また、前記USBインターフェイス66は、MP3データを記憶する記憶媒体としての記憶部130を備えると共にそのMP3データに基づいて音楽を再生させる音楽再生装置であるMP3プレイヤ122から、そのMP3データのTOC及びID3のコメントを読み出すものであるため、利用者が普段携行する携帯型音楽再生装置であるMP3プレイヤ122を前記カラオケ装置16のUSB接続部64に接続するだけの簡単な操作により、そのMP3プレイヤ122の記憶部130に記憶されたMP3データに基づいて好適にその利用者の認証を行うことができるという利点がある。
また、前記カラオケ装置16は、前記MP3プレイヤ122の記憶部130に記憶されたMP3データに基づいてそのMP3データに対応する演奏曲を出力待ち曲として予約する選曲予約手段150を有するものであるため、前記カラオケ装置16において演奏曲の自動抽出を行い得るMP3プレイヤ122、すなわち前記カラオケ装置16における選曲入力装置として用いられ得る携帯型音楽再生装置に内蔵された記憶媒体に記憶されたMP3データに基づいて好適にその利用者の認証を行うことができるという利点がある。
以上、本発明の好適な実施例を図面に基づいて詳細に説明したが、本発明はこれに限定されるものではなく、更に別の態様においても実施される。
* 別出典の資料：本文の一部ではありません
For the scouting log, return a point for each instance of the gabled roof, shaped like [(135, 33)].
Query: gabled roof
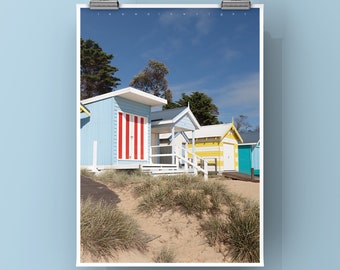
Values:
[(216, 131), (84, 109), (172, 116), (131, 94), (250, 137)]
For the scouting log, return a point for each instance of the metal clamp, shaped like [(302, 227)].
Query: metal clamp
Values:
[(235, 4), (104, 4)]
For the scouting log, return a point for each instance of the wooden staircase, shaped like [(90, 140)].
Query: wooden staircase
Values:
[(164, 169)]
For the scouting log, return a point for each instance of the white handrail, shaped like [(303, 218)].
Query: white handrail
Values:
[(185, 159)]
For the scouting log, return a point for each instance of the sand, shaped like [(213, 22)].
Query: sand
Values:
[(173, 230)]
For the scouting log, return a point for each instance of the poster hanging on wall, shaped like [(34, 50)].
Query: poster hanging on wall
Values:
[(170, 136)]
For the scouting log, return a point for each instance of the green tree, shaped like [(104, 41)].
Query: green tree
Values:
[(152, 79), (97, 74), (202, 106)]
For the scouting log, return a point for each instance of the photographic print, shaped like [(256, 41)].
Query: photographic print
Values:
[(170, 136)]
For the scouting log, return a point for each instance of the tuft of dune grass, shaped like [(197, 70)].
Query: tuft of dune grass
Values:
[(105, 229)]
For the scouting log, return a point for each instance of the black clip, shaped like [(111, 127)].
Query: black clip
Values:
[(104, 4), (235, 4)]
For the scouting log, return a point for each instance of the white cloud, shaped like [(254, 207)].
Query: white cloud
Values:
[(238, 97)]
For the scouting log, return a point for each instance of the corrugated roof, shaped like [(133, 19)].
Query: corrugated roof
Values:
[(211, 131), (131, 94), (166, 114), (250, 136)]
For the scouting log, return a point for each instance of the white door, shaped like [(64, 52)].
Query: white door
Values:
[(228, 160)]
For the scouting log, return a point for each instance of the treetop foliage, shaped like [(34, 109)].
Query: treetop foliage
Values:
[(97, 74)]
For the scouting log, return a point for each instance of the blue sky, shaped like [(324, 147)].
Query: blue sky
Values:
[(207, 50)]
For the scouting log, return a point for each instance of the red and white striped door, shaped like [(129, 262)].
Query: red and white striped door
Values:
[(131, 136)]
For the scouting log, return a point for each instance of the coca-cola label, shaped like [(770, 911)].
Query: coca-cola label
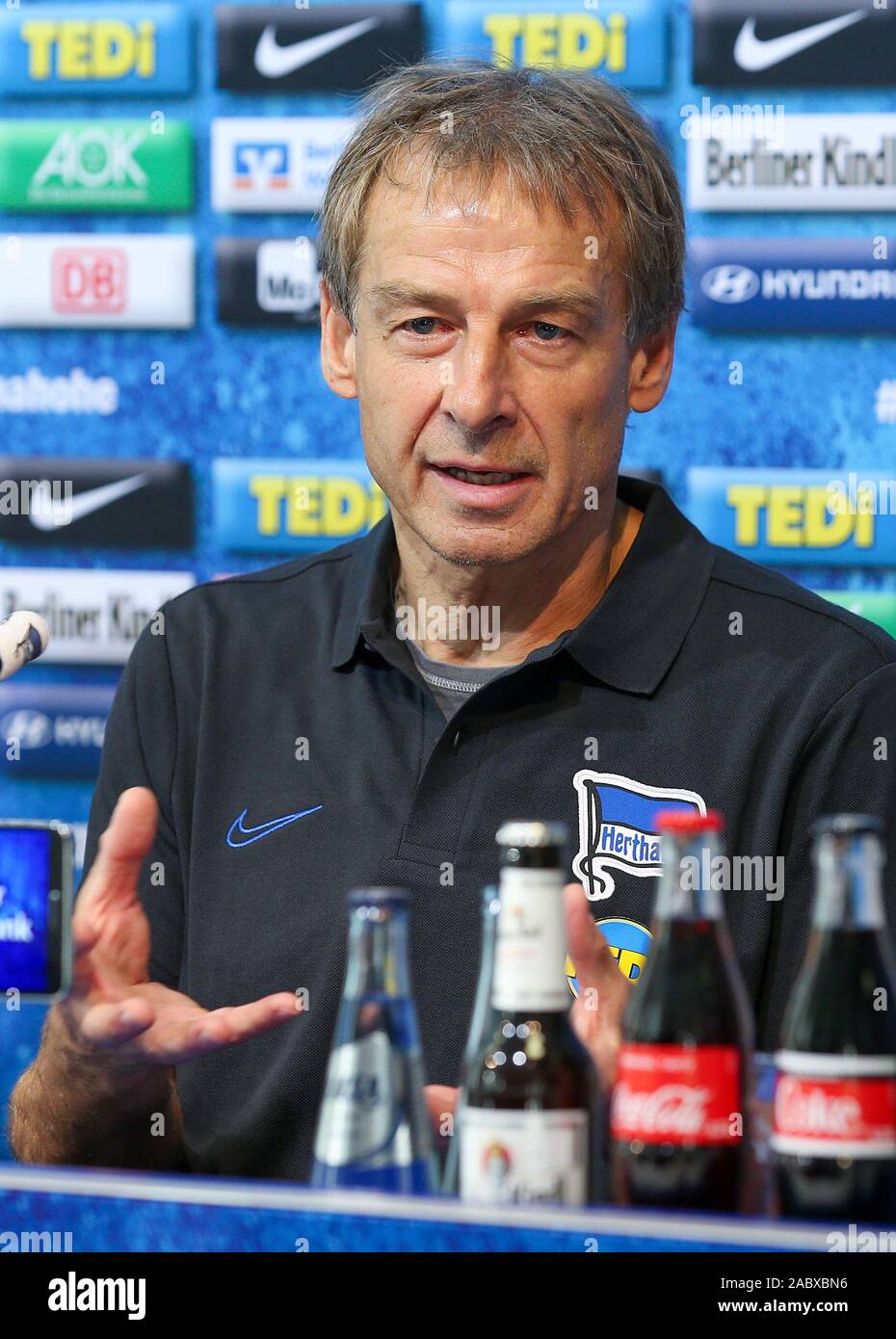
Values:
[(678, 1094), (834, 1115)]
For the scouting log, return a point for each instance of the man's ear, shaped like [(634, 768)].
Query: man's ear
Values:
[(649, 368), (336, 347)]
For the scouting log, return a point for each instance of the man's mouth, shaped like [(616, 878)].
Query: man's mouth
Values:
[(483, 477)]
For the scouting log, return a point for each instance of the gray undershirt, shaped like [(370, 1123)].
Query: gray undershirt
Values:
[(452, 684)]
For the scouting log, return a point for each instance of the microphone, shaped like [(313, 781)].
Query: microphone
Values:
[(23, 636)]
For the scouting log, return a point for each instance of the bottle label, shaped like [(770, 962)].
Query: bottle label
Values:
[(360, 1116), (524, 1157), (834, 1105), (678, 1094), (531, 943)]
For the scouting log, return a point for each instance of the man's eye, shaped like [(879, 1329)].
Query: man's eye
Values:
[(546, 331), (421, 325)]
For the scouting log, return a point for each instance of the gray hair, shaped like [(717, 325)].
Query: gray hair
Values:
[(563, 140)]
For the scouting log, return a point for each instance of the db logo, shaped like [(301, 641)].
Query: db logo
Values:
[(89, 278)]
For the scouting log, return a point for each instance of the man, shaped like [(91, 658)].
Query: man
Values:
[(501, 257)]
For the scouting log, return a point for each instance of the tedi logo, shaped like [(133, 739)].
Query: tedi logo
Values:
[(618, 827), (74, 1294), (81, 48)]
例えば、前述の実施例において、前記認証手段154は、MP3データのTOC及びID3のコメントに基づいて利用者の認証を行うものであったが、本発明はこれに限定されるものではなく、MP3データの他に、MIDI(Musical Instrument Digital Interface)データ、WMA(Windows Media Audio:Windows MediaはMicrosoft社登録商標)データ、その他、種々の形式の音楽情報が広く本発明による認証に用いられ得ることは言うまでもない。また、付記情報としては、音楽情報において利用者により任意に書き換えが可能な項目が適宜選択される。また、音楽情報の識別情報としては、前述の実施例において例示したTOCの他に、その音楽情報のタイトル(曲名)及びアーティスト名、再生される音楽の周波数特性等、種々の態様が考えられる。
また、前述の実施例において、前記認証手段154は、携帯型音楽再生装置であるMP3プレイヤ122から読み出されるMP3データに基づいて利用者の認証を行うものであったが、例えばUSBメモリ等の記憶媒体に記憶されたMP3データに基づいて利用者の認証を行うものであってもよい。また、前記カラオケ装置16は、前述したUSB以外の規格例えばブルートゥース(Bluetooth)通信等により記憶媒体から音楽情報を読み出すものであってもよく、そのためのインターフェイスが前記USBインターフェイス66の代替として設けられたものであっても当然構わない。
その他、一々例示はしないが、本発明はその趣旨を逸脱しない範囲内において種々の変更が加えられて実施されるものである。